Florian Krug (M’03) received the Dipl.-Ing. and Dr.-Ing. degrees in electrical engineering and information technology from the Technical University Munich, Munich, Germany, in 2001 and 2003, respectively. Since 2003, he has been working in the General Electric Global Research Center Europe, Munich. He is author of more than 40 scientific papers and holds two patents. His current research is focused on the analysis of electromagnetic compatibility problems using modern spectral estimation methods, lightning strike protection strategies for alternative energy systems, and sensor technologies for automotive applications. Dr. Krug is a Member of the Association of German Electrotechnical Engineers (VDE). He received the Best Student Paper Award from the IEEE Electromagnetic Compatibility Society in 2002.

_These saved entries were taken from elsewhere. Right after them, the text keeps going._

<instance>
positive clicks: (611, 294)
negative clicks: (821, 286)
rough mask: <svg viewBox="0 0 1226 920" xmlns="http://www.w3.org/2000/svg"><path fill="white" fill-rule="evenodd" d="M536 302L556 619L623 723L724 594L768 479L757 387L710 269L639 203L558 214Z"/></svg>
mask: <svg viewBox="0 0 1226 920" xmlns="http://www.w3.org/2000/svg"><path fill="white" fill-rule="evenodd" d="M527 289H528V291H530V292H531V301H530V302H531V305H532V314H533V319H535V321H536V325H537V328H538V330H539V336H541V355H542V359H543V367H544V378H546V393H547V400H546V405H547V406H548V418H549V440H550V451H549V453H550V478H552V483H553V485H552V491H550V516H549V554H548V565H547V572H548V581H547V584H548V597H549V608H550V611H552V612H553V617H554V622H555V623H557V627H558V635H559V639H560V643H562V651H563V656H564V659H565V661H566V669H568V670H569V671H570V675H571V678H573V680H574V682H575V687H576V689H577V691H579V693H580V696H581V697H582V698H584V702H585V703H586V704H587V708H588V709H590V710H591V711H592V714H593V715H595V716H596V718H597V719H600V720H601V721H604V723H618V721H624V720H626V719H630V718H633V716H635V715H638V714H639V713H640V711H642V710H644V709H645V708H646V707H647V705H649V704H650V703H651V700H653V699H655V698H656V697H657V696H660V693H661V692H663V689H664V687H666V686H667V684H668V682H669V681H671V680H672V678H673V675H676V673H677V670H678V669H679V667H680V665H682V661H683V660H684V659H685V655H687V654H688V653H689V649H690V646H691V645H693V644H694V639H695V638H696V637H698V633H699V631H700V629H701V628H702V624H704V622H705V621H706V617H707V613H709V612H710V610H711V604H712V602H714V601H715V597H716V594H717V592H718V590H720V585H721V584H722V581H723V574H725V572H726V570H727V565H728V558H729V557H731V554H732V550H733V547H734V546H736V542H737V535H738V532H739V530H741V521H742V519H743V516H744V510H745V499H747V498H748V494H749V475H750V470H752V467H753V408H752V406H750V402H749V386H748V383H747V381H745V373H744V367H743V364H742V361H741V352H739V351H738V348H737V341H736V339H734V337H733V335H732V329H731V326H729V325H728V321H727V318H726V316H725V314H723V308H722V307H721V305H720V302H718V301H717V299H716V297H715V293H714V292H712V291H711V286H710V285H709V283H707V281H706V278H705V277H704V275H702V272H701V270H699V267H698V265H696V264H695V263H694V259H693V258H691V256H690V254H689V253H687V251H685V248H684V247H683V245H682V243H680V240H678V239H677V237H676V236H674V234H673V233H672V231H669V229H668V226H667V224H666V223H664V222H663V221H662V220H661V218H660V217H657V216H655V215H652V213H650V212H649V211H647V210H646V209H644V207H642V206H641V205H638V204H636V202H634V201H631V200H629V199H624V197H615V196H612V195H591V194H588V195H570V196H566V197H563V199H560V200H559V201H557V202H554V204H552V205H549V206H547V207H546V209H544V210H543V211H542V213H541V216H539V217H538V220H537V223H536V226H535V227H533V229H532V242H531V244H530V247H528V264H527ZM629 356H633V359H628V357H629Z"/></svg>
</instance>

Peter Russer (SM’81–F’94) received the Dipl.-Ing. and Dr.Tech. degrees in electrical engineering from the Technical University Vienna, Vienna, Austria, in 1967 and 1971, respectively. He was Assistant Professor at the Technical University Vienna from 1968 to 1971. In 1971, he joined the Research Institute of AEG-Telefunken, Ulm, Germany, where he worked on fiber-optic communication, broad-band solid-state electronic circuits, statistical noise analysis of microwave circuits, laser modulation, and fiber-optic gyroscopes. Since 1981, he has been Professor and Head of the Institute of High Frequency Engineering at the Technical University Munich, Munich, Germany. In 1990, he was Visiting Professor at the University of Ottawa, and in 1993, he was Visiting Professor at the University of Victoria. From 1992 to 1995, he was director of the Ferdinand Braun Institute for High Frequencies, Berlin, Germany. He has served as a Member of the Editorial Board of several international journals (Electromagnetics, International Journal of Numerical Modeling). His current research interests are electromagnetic fields, integrated microwave and millimeter-wave circuits, statistical noise analysis of microwave circuits, and methods for computer-aided design of microwave circuits. He is author of more than 300 scientific papers in these areas. Dr. Russer is a Member of the German Informationstechnische Gesellschaft (ITG), the German Physical Society, and the Austrian Physical Society. In 1979 he was corecipient of the NTG Award for the publication “Electronic circuits for high bit rate digital fiber optic communication systems.” He is Cochairman of the International Union of Radio Science (URSI) Commission D. He has served as a Member of the technical program committees and steering committees of various international conferences (IEEE Microwave Theory and Techniques Society (MTT-S), European Microwave Conference).